> > there is no point in writing an H.264 decoder for gstreamer since such
> > a thing already exists and is in widespread use
> Unless you need a patent license, in which case you're going to want to
> use Fluendo's codec.
See below for details about patent licenses..
Note that Fluendo contacted us (FFmpeg) some time ago to negotiate a patent exception for FFmpeg's H.264 decoder. The request was declined. I think they then licensed some proprietary H.264 decoder from somewhere. Writing one from scratch is an entirely nontrivial task.
What Fluendo offers you is common and garden-variety proprietary software. If this is compatible with your moral standards, fine. But presenting them as the champions of software freedoms is - IMNSHO - tasteless.
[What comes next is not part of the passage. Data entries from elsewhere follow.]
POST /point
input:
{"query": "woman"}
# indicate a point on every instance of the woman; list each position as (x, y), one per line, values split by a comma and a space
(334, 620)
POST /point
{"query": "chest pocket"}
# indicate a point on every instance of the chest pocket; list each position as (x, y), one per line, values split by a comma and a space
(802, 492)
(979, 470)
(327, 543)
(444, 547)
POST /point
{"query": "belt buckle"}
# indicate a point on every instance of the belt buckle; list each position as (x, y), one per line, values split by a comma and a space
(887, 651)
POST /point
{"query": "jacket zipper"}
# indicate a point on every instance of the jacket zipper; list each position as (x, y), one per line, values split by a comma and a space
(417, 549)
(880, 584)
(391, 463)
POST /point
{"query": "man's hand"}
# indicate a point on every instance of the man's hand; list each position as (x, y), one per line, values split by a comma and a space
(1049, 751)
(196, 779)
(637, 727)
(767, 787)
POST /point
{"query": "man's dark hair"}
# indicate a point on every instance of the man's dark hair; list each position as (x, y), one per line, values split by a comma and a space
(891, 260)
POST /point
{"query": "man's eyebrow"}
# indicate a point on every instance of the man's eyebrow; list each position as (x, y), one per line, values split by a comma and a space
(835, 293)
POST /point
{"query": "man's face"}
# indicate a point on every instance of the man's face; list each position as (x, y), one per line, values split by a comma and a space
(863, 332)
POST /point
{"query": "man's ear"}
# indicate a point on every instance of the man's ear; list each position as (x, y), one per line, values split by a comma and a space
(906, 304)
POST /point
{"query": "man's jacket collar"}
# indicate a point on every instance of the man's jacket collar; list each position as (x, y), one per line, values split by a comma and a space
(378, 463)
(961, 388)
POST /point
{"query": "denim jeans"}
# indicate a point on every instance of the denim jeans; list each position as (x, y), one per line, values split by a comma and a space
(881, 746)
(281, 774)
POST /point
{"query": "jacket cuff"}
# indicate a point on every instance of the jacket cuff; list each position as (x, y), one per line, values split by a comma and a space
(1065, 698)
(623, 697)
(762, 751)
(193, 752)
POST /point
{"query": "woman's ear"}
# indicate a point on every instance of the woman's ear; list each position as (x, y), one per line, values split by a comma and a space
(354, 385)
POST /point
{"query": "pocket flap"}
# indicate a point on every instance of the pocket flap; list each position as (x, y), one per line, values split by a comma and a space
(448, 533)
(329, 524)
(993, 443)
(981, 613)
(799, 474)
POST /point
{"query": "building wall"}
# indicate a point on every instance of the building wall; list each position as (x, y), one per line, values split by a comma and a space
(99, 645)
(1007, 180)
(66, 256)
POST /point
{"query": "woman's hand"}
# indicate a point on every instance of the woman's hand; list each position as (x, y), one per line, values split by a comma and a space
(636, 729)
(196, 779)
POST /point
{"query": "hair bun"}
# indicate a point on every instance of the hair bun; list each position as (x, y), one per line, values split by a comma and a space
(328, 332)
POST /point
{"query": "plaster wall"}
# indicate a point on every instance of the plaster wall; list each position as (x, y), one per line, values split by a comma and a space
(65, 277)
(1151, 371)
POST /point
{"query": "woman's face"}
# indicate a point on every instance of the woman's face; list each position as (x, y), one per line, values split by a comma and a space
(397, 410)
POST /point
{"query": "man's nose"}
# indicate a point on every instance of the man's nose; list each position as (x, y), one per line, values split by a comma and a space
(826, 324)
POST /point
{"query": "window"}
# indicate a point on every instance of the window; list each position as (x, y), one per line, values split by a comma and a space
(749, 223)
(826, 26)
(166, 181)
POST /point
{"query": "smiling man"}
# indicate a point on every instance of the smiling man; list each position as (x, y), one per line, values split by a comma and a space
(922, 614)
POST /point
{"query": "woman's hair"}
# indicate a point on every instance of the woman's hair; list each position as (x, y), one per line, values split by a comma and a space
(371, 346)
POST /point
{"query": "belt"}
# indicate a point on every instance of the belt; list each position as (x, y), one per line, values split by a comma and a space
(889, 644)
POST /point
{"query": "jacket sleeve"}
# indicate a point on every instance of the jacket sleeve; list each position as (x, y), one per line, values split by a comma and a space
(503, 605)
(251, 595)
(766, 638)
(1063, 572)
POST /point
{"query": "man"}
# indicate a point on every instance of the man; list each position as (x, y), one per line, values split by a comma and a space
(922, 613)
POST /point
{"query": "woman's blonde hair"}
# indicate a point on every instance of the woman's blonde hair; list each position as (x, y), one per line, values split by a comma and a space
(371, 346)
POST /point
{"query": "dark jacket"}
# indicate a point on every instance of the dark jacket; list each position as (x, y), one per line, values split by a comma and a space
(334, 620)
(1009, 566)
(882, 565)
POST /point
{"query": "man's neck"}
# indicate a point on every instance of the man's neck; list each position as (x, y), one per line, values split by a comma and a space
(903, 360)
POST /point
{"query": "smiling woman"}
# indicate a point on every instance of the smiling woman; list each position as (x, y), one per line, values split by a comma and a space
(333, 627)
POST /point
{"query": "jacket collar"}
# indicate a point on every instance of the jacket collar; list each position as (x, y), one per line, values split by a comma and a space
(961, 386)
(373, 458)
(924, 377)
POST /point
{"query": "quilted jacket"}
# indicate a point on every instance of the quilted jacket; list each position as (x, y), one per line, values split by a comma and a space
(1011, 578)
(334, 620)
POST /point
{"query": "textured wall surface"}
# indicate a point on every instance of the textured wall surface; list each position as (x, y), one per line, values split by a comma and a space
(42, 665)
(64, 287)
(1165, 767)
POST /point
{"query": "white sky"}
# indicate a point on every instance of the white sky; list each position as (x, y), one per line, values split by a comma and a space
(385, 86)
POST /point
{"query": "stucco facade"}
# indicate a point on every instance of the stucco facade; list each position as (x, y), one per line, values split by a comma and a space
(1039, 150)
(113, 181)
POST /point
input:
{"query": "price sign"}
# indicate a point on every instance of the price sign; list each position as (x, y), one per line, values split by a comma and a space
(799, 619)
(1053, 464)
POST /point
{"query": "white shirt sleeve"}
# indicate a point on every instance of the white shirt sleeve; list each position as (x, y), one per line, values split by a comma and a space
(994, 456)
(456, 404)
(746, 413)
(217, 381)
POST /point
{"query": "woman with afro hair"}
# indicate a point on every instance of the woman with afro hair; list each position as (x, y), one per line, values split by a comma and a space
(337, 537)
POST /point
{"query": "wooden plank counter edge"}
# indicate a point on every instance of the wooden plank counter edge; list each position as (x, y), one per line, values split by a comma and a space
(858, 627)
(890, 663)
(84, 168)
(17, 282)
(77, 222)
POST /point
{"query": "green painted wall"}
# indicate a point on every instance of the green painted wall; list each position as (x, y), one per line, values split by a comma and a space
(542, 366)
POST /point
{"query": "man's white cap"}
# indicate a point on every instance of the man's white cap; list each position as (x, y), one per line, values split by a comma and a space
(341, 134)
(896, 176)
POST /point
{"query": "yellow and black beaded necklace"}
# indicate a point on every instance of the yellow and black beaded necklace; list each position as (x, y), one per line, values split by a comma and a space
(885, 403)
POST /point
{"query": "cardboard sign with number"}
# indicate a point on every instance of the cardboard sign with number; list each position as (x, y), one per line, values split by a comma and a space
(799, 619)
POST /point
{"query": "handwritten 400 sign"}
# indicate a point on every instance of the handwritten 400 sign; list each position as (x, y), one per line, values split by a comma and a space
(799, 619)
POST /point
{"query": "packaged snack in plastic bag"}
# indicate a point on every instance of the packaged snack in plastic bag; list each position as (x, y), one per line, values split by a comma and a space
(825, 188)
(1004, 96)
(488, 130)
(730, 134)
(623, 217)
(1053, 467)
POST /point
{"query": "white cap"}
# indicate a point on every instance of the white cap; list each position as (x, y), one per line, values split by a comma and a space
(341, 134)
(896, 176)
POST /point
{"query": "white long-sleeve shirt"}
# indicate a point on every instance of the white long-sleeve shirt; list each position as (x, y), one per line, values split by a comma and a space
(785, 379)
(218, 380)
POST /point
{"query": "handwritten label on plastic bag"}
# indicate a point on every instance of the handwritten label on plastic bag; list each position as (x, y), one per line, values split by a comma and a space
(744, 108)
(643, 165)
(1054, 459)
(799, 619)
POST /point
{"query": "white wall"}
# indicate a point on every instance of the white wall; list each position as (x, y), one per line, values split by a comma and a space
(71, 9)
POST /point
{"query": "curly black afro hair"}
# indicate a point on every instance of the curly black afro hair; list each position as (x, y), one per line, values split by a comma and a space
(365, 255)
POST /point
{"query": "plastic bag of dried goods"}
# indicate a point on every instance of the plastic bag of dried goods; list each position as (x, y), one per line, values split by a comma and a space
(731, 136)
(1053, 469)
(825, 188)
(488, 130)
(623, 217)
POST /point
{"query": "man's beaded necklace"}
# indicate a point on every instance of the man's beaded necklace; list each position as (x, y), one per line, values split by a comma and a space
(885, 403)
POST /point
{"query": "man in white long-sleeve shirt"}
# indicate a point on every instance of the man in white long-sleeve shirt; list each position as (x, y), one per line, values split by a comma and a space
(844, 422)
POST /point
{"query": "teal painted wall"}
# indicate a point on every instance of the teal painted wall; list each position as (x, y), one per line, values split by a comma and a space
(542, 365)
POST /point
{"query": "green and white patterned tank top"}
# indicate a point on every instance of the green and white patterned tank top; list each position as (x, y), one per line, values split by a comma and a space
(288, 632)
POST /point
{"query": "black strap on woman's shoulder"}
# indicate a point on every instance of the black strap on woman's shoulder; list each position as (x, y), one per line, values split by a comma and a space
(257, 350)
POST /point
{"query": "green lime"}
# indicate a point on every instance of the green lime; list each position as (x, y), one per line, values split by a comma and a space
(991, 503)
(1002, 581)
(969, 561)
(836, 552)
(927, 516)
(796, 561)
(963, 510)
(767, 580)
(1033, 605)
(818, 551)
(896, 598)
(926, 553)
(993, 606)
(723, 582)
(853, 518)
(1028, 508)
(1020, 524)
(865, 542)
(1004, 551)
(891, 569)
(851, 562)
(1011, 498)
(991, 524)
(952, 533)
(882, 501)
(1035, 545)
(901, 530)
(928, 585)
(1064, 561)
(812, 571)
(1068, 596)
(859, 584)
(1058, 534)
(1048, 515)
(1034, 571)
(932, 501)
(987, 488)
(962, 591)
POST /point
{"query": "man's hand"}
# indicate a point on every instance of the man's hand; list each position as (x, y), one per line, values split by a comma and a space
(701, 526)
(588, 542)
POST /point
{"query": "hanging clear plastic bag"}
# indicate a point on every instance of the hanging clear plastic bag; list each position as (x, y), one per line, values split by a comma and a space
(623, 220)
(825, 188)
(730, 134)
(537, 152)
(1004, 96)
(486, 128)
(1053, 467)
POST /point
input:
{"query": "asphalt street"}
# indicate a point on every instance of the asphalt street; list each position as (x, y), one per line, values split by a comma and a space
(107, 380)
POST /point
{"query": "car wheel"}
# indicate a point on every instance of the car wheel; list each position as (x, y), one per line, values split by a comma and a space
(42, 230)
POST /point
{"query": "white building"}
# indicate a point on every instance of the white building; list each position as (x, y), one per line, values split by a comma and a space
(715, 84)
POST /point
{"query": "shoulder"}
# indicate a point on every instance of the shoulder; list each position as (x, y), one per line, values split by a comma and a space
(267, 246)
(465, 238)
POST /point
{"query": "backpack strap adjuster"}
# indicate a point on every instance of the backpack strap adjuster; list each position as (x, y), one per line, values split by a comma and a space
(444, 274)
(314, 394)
> > Fluendo also offers an alternative H.264 decoder that hooks into
> > gstreamer. In exchange for money they take away your freedom."
> Umm, jein. Unlike FFmpeg, they *have* a patent license. So, you know,
> you don't get sued. With software patents, you're screwed either way.
> Pretty sure Fluendo *can't* ship a Free codec; it's almost certainly
> in the MPEG-LA license terms.
> Shipping known-patented code without a license is tasteless IMHO.
> Same as selling your friend stolen goods.
What makes you think that? Please get a clue before making such broad and insulting claims. Patent licenses are completely orthogonal to software licenses and not tied to any software implementation. In fact, you can get them separately and there are companies that do exactly that. The two most prominent users of FFmpeg are YouTube and Facebook, both are MPEG-LA licensees. Also, why would the MPEG-LA care which software you run after they have received their money?
All the claims about a license being required in order to be "legally" allowed to use or even distribute H.264 decoding software are completely made up. Check the MPEG-LA licensing terms yourself:
They only speak of selling products, not of using or distributing software.
I don't need a license from the MPEG-LA, neither does FFmpeg or VLC and neither do you or 99.9% of the world's population. The problem only exists for companies that deal in MPEG technologies, have deep enough pockets and reside in certain parts of the world where the legal system is antisocial. Now I'm very sorry that people find themselves in such a situation and I have personally fought against the problem spreading. But holding the rest of the world hostage to account for the situation of a chosen few is not helpful.
> I've asked the MPEG-LA to clarify their position towards Free and open
> source codecs for their FAQ; we'll see if anything comes of it.
> So, really, either way your freedom is gone.
Send me an email if/when you see results. Or have our beloved editor in chief post it as a news story. It will surely be newsworthy.